ひょうたんと弁天さま 黒田ゆり子
むかしむかし、大むかしな。
野尻のあるお大尽のいえに、それはうつくしい娘がおった。
あるとき、父さんとふたりで池ばたをさんぽしていたら、波の上に、ぷかり、ぷかりと何かながれてきた。
「おい、あれはなんじゃ、ひょうたんのようにみえるが、娘よおまえひろってこい。」
むすめがひろいあげてみると、きれいにみがかれたひょうたんで、くちもとはひもでむすんであった。
ひょうたんの中には、黄金色の水が入っていて、とてもいいにおいがするので、お大尽がひとくち飲んでみたら、うまーいお酒であった。
家のものはとてもよろこんで、しんるいじゅうの人をよんで、さっそくこの酒をみんなに飲んでもらった。
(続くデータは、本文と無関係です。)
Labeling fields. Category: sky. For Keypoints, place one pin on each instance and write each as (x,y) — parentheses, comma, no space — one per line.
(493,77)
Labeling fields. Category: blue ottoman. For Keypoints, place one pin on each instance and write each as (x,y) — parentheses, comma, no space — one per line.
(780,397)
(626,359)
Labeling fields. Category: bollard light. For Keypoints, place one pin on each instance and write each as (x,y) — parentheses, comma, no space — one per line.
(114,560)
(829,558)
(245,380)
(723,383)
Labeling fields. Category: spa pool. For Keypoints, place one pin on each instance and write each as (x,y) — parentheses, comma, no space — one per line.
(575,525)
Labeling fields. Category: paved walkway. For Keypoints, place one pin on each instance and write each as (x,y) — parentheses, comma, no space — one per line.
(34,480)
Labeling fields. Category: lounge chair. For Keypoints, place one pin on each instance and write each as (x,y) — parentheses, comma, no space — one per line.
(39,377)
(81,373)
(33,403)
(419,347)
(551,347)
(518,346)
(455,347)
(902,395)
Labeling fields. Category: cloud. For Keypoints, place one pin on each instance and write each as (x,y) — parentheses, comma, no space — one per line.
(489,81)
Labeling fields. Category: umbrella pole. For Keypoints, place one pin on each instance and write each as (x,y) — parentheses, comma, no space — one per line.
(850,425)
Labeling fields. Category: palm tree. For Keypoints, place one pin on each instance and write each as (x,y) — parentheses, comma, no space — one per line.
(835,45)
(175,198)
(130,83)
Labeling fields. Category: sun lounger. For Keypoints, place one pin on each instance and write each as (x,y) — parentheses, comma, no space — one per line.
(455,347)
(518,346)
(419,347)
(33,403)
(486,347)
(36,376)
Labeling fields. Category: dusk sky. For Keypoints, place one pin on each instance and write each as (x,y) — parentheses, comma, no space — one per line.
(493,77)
そうしたところ、つぎの日、りっぱな若者がたずねたきて、
「きのうは、わたしの酒をみなさんで飲んでいただき、ありがとうございます。
つきましては、おたくのむすめさんをいただきにあがりました。」
といった。 びっくりした親たちは、
「それはこまる。」
と、反対したが、むすめはその若者を一目みるなり、すっかり好きになってしまった。
そして、みんなの反対をふりきって、若者につれそって、さっさと島へいってしまった。
それからいくつきかすぎたある日、娘はお産をするといって帰ってきたが、母親に、
「ぜったい見てはいけない。」といって、自分の部屋に入って、 しつかり戸をしめてしまった。
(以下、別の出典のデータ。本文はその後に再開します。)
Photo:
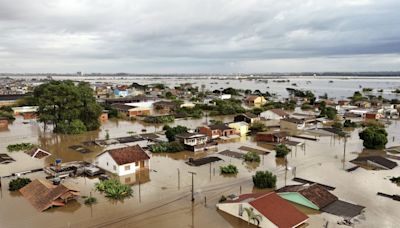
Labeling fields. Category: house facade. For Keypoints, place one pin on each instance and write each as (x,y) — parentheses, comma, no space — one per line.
(217,131)
(242,128)
(3,122)
(195,141)
(292,124)
(255,100)
(268,210)
(123,161)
みるなといわれれば、見たくなるのが親ごころ、そっとのぞいてみておどろいた。
天井までとどくような大蛇がいるではないか。
見てはいけないものを見られたむすめは、おどろく母親をしり目に、さっさと島へかえってしまった。
そしてむすめは、弁天さまになったという話じゃが、一年に一度だけ今でも里帰りなさるそうだ。
それが八月二十七日・八日の、弁天さまのおまつりなのかもよ。